In today’s world of big data, marketing, and “big brother”, everyone wants a snippet of your data. Retail establishments want to know how you shop, streaming services want to know what you watch. But it doesn’t get much more personal than your genome – the blueprint of you. Could you ever trust a company with this ultimate form of personal data?
LunaDNA is a new platform that hopes to earn that trust. Users can upload their genome – in return for stock interests in the company. Eventually, other forms of data, such as biometric data and health information, may be uploaded as well. This information is then used by medical professionals, scientists and pharmaceutical companies to advance research.
So why trust a company with your genomic data? President and CoFounder of LunaPBC (the company that created the platform for LunaDNA) Dawn Barry explains that their company wants to do privacy differently. You don’t sell your data to LunaDNA – you share it. “When you sell something you give up ownership of it, you trade it away for something,” she says. “Ultimately the ownership transfers and your data can be copied, resold, etc. And I think we have to be very careful about those models especially in the way of DNA where it’s not just yours, it’s your family’s information. This model is about sharing data, meaning you are not relinquishing ownership… and I think that’s an important distinction of not losing control of your information.”
Basically, a user of LunaDNA would upload their genetic information, say, from a company like 23andMe or Ancestry. Then, if they opt-in, they would hear about various studies that could use their data. They could opt-in to each study individually. Researchers would then use their data, which they could only see in an aggregate, de-identified format. Users could then have the option to receive a followup survey or a request for more information to further advance the research. When it’s all done, users would be able to see that their genetic information moved research forward. In addition to stock ownership, users in LunaDNA often have some sort of altruistic goal – they want to see health research advance, and they want to be a part of it.

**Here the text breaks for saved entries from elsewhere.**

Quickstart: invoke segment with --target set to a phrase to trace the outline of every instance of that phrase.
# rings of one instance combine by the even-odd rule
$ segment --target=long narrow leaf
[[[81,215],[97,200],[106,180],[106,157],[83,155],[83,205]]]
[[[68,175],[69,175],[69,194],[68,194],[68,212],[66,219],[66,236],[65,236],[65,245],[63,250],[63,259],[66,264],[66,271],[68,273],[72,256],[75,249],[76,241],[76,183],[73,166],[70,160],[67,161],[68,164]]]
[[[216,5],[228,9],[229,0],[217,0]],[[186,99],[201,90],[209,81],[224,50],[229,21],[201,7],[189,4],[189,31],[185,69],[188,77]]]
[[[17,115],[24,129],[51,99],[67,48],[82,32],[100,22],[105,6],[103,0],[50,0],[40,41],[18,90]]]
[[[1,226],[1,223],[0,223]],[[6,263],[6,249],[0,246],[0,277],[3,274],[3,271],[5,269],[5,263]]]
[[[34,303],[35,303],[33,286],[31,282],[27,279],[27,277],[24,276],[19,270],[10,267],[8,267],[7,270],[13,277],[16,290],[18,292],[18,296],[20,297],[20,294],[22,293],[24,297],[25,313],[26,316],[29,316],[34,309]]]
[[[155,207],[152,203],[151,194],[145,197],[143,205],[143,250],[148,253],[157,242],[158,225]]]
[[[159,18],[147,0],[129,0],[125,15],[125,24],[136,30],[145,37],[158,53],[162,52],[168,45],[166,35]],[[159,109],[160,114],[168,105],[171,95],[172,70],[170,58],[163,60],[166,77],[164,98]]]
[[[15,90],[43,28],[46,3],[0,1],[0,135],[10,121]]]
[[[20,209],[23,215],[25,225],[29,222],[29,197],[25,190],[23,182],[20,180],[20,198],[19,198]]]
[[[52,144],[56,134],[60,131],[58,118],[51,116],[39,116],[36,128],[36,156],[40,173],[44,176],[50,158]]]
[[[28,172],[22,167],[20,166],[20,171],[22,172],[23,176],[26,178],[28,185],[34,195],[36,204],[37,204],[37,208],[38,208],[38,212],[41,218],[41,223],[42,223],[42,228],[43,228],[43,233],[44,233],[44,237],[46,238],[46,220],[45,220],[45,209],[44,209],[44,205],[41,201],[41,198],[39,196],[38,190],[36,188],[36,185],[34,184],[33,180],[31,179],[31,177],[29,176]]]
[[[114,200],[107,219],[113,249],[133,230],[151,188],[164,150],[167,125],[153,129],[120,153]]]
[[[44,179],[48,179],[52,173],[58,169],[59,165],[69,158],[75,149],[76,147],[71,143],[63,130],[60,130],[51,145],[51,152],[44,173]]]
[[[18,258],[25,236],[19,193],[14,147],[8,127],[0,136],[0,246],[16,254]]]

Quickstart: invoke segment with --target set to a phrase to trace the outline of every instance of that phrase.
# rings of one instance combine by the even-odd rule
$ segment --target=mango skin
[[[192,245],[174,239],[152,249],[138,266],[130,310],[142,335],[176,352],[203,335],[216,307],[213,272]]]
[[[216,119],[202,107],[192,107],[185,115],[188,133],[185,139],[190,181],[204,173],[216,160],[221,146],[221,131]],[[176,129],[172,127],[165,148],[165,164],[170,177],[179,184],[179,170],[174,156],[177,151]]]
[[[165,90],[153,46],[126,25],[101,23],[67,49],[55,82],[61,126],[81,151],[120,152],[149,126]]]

Eventually, Dawn Barry envisions that tools to interpret your genetic data, as well as access to a network of providers, like genetic counselors, may be available to users.
But privacy is paramount, and when a company is dealing with something as delicate as your genetic information, they have to earn a lot of trust. Researchers must only work with the data on the LunaDNA platform, and the data is never fine enough to resolve an individual person. Data is stripped of all identifiers, and no one can match the data with the individual. Information that does connect the individual is stored on separate, encrypted databases. Because data does not leave the platform, it cuts down on opportunities for data to be intercepted.
Perhaps this model of data sharing, rather than data selling, is a model that other companies can use too. Dawn Barry explains that people like to be in control of their data. They can choose how it is used, and can opt-out at any time. “We offer a solution to an unmet need in health data aggregation, organization, structuring, and proper permissions management,” she says. Other companies, especially those that use sensitive health information, may eventually adopt this “data stewardship model”.